Configuring hardware: PyTorch devices and cpu processes¶
Problem Statement¶
DataEval provides global configuration settings to control computational resources and hardware acceleration. This guide shows how to configure the default PyTorch device and the maximum number of worker processes.
When to use¶
You need to specify GPU or CPU execution for PyTorch-based operations
You want to control the number of parallel worker processes
You need to optimize performance for your hardware configuration
What you will need¶
A Python environment with dataeval installed
Getting Started¶
import dataeval
Configuring the PyTorch device¶
DataEval provides configuration options for setting the PyTorch device to use within DataEval. See
torch.device for more information.
Set the default device to CPU¶
dataeval.config.set_device("cpu")
print(f"Current device for DataEval: {dataeval.config.get_device()}")

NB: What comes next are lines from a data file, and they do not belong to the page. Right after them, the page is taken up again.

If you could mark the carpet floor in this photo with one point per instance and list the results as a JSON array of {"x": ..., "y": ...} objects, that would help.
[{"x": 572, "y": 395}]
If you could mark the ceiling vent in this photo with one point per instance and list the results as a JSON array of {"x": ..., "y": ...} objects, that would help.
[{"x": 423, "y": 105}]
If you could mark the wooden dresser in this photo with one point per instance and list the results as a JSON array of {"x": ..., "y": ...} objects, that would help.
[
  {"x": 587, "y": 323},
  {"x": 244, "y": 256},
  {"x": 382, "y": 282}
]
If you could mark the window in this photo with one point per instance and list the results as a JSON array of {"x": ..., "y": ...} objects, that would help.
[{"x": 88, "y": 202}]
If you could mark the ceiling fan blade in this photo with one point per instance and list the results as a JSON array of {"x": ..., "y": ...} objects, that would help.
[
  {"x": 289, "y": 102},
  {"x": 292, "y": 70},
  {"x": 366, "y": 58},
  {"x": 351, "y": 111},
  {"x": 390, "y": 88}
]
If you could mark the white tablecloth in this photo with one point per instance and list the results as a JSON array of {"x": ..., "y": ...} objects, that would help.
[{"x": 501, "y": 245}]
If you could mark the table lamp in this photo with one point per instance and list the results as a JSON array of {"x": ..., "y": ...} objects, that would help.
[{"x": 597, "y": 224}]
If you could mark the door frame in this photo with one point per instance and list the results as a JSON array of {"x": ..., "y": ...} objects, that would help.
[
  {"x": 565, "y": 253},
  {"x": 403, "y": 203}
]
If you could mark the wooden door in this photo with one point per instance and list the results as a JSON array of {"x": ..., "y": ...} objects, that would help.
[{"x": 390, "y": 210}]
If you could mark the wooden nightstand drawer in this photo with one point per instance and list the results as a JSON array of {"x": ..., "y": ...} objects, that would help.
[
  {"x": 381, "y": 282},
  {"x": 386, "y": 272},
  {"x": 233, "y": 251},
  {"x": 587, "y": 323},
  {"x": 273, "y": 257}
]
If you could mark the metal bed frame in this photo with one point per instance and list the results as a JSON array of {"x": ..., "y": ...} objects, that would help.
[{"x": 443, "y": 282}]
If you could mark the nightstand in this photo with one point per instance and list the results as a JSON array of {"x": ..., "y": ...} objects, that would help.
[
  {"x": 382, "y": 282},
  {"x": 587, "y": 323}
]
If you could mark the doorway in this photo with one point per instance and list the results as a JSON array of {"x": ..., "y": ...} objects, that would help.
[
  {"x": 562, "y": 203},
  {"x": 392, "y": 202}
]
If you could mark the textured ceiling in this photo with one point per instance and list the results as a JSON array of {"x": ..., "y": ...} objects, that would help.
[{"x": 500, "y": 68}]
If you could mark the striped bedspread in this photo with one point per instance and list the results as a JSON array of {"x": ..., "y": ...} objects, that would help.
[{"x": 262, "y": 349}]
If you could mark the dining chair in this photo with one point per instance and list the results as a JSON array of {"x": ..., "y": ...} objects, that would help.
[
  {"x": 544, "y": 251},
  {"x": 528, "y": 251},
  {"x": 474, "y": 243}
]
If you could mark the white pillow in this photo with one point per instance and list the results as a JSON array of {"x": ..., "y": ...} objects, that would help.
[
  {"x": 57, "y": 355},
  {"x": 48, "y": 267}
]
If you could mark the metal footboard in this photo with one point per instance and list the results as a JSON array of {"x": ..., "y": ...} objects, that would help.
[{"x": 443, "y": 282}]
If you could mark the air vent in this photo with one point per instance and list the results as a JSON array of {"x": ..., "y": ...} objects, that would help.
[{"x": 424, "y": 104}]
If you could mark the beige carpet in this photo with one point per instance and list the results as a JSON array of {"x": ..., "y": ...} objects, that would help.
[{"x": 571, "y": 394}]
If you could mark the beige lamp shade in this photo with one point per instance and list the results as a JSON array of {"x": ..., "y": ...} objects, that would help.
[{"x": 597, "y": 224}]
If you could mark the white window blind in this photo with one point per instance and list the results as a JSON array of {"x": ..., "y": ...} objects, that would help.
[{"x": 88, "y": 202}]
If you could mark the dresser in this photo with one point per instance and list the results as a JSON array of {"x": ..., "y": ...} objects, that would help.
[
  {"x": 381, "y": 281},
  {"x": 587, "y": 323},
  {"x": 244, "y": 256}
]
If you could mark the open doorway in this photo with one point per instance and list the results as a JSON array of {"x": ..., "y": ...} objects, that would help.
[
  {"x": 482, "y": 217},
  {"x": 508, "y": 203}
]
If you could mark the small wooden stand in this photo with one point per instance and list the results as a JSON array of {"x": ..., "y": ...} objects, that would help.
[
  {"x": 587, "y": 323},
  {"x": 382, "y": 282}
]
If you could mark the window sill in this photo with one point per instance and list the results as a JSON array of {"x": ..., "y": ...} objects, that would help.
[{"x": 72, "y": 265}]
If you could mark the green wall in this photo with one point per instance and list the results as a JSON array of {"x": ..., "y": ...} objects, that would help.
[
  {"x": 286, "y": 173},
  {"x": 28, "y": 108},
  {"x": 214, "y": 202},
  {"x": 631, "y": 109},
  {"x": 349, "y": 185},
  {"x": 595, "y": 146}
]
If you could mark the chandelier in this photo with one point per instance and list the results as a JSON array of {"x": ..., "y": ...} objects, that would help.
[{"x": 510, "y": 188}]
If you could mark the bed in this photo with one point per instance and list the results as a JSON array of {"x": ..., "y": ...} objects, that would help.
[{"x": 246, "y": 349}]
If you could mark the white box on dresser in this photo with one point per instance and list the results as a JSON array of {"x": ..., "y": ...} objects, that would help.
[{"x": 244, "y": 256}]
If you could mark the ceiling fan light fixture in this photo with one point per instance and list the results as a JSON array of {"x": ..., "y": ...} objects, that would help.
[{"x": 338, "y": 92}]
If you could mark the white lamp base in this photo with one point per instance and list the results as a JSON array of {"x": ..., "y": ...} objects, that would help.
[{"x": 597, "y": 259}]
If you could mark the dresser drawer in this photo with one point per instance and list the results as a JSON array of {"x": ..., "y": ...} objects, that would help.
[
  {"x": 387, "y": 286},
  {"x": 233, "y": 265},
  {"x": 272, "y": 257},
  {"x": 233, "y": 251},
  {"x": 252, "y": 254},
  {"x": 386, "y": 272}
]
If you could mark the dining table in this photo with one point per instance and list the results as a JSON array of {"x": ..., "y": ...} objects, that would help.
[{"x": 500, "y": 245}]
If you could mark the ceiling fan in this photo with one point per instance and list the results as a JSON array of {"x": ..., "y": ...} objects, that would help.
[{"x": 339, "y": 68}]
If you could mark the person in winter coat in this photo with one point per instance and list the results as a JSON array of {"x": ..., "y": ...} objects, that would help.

Current device for DataEval: cpu
Set the default device to CUDA GPU¶
dataeval.config.set_device("cuda")
print(f"Current device for DataEval: {dataeval.config.get_device()}")
Current device for DataEval: cuda
Set the default device to a specific CUDA GPU¶
dataeval.config.set_device("cuda:1")
print(f"Current device for DataEval: {dataeval.config.get_device()}")
Current device for DataEval: cuda:1
Reset the device to use PyTorch’s default device¶
dataeval.config.set_device(None)
print(f"Current device for DataEval: {dataeval.config.get_device()}")
Current device for DataEval: cpu
Configuring maximum worker processes¶
DataEval follows the maximum worker configuration conventions used by
scikit-learn and
joblib.
Set the maximum number of worker processes¶
dataeval.config.set_max_processes(4)
print(f"Max processes: {dataeval.config.get_max_processes()}")
Max processes: 4
Set the maximum number of workers to all visible cpu cores¶
dataeval.config.set_max_processes(-1)
print(f"Max processes: {dataeval.config.get_max_processes()}")
Max processes: -1
Unset the maximum number of workers¶
dataeval.config.set_max_processes(None)
print(f"Max processes: {dataeval.config.get_max_processes()}")
Max processes: None
Using temporary context managers¶
Temporarily override the max processes setting using a context manager:
dataeval.config.set_max_processes(8)
print(f"Before context: {dataeval.config.get_max_processes()}")
with dataeval.config.use_max_processes(2):
print(f"Inside context: {dataeval.config.get_max_processes()}")
# Perform operations with max_processes=2
print(f"After context: {dataeval.config.get_max_processes()}")
Before context: 8
Inside context: 2
After context: 8